While the band’s 2020 album, In a Roomful of Blues featured a fair number of original compositions, the new album Steppin’ Out features all cover material, with most from classic blues and early rock songwriters, like Buddy Johnson, Albert Collins, Big Mama Thornton and Little Richard.

Opening the 14-song album is a strong rocker called Satisfied which highlights the band’s trademark big sound. <<>>

No less energetic but with a kind of boogaloo beat is a tune called You Were Wrong by the late veteran soul singer Z. Z. Hill. <<>>

Also with a classic sound is a song by another pair of seminal composers, Don Robey and Jimmy McCracklin, Steppin Up in Class, whose lyrics were the inspiration for the album title. It’s a great early rock style tune with clever wordplay. <<>>

Roomful serves up a Little Richard tune Slippin’ and Slidin’ and puts their own spin on the song with their big horn section. Vocalist D.D. Batsos, does a great job with it. <<>> While this track times in an under three minutes, there are short solos by one of the saxophonists, piano and guitar. <<>>

Likewise with a great classic sound is Please Don’t Leave Me, done as a rhythm & blues ballad with the Roomful horn section doing its thing. <<>>

In keeping with the archetypal jump band sound is Good Rockin’ Daddy with its infectious shuffle beat. <<>>

One of the highlights of the album is another old song Well Oh Well with its all-out swing rhythm. <<>>

The album ends with its best track, Boogie’s The Thing which is well described by its title. The band cooks in this style of tune on which Roomful of Blues has always excelled. <<>>

Steppin’ Out, the new 20th album by the more than half century old Roomful of Blues, is a treat. The band sticks to its tried-and-true formula of danceable, energetic, horn-dominated pre-rock rhythm and blues and straight out blues, and still makes it sound fresh. New vocalist D.D. Batsos along with some other recently added players, provide some new blood in their eight-piece lineup, but they stay true to the band’s classic and trademark sound, which still sounds great all these decades on.
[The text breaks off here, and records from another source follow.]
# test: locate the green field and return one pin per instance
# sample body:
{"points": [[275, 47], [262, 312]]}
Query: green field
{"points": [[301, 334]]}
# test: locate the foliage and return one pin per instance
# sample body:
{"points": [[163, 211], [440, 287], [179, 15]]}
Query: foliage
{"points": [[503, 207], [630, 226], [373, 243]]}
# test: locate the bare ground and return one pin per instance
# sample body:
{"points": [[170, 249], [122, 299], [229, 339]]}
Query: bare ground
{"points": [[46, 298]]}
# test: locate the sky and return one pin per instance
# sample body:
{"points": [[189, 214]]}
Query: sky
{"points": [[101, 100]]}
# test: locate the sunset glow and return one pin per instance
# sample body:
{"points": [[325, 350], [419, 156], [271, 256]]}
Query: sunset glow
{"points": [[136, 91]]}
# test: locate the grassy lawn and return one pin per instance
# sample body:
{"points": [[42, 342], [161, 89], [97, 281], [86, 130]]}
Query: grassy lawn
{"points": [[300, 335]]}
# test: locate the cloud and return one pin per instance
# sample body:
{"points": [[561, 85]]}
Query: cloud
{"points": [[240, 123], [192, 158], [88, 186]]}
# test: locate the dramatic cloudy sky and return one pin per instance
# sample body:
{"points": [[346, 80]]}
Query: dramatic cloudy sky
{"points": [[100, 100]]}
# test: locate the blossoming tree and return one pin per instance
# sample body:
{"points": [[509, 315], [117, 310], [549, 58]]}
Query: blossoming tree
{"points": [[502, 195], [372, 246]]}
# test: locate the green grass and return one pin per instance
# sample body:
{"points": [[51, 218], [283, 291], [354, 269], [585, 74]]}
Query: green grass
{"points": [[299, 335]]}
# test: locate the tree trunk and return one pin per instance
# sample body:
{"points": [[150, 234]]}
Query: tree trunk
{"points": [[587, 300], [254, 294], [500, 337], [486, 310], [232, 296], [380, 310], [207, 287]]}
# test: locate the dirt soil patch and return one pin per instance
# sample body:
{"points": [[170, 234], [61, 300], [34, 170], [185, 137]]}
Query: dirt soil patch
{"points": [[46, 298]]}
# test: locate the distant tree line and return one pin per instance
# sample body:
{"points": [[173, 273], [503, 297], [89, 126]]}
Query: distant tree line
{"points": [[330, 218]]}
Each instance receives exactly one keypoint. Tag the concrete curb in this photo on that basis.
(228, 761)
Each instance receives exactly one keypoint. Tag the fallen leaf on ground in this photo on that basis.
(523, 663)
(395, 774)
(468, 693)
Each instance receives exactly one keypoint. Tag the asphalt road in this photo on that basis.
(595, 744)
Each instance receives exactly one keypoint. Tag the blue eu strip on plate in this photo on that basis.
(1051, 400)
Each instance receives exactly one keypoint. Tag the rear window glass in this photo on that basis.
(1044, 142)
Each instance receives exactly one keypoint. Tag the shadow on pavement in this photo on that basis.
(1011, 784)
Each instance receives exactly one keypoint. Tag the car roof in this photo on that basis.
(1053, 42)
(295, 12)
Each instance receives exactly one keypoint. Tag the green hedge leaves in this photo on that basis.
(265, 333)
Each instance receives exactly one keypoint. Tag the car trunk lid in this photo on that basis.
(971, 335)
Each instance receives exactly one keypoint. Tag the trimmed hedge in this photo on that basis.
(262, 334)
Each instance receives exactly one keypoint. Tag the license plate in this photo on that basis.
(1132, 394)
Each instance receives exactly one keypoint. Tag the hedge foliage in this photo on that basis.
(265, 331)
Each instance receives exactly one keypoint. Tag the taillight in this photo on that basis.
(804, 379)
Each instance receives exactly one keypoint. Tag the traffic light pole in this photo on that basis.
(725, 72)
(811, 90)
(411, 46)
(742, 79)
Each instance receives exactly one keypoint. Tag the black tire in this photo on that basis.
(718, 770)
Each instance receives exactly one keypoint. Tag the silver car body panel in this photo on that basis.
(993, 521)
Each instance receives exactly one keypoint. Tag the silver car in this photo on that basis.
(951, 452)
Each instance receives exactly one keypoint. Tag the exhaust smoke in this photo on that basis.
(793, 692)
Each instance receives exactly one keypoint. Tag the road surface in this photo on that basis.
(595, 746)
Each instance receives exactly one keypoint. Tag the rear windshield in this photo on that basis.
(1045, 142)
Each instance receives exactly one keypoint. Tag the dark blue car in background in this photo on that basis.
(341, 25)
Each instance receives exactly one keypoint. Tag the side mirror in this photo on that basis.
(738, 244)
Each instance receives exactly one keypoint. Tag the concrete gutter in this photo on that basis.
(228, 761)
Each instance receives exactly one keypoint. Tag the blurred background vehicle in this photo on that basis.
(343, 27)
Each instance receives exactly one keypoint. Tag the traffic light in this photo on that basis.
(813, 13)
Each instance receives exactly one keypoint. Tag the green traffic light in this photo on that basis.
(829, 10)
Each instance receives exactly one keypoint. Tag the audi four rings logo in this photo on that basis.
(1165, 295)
Our grade for audio quality is an A-minus for a good mix, but the sound is more volume compressed than it needs to be, with with band already having an inherently big sound.

When a bunch of teenagers decided to start a group on based on old blues bands, little would one know that 58 years later, the they would still be around, essentially doing the same thing, and managing never to go out of style.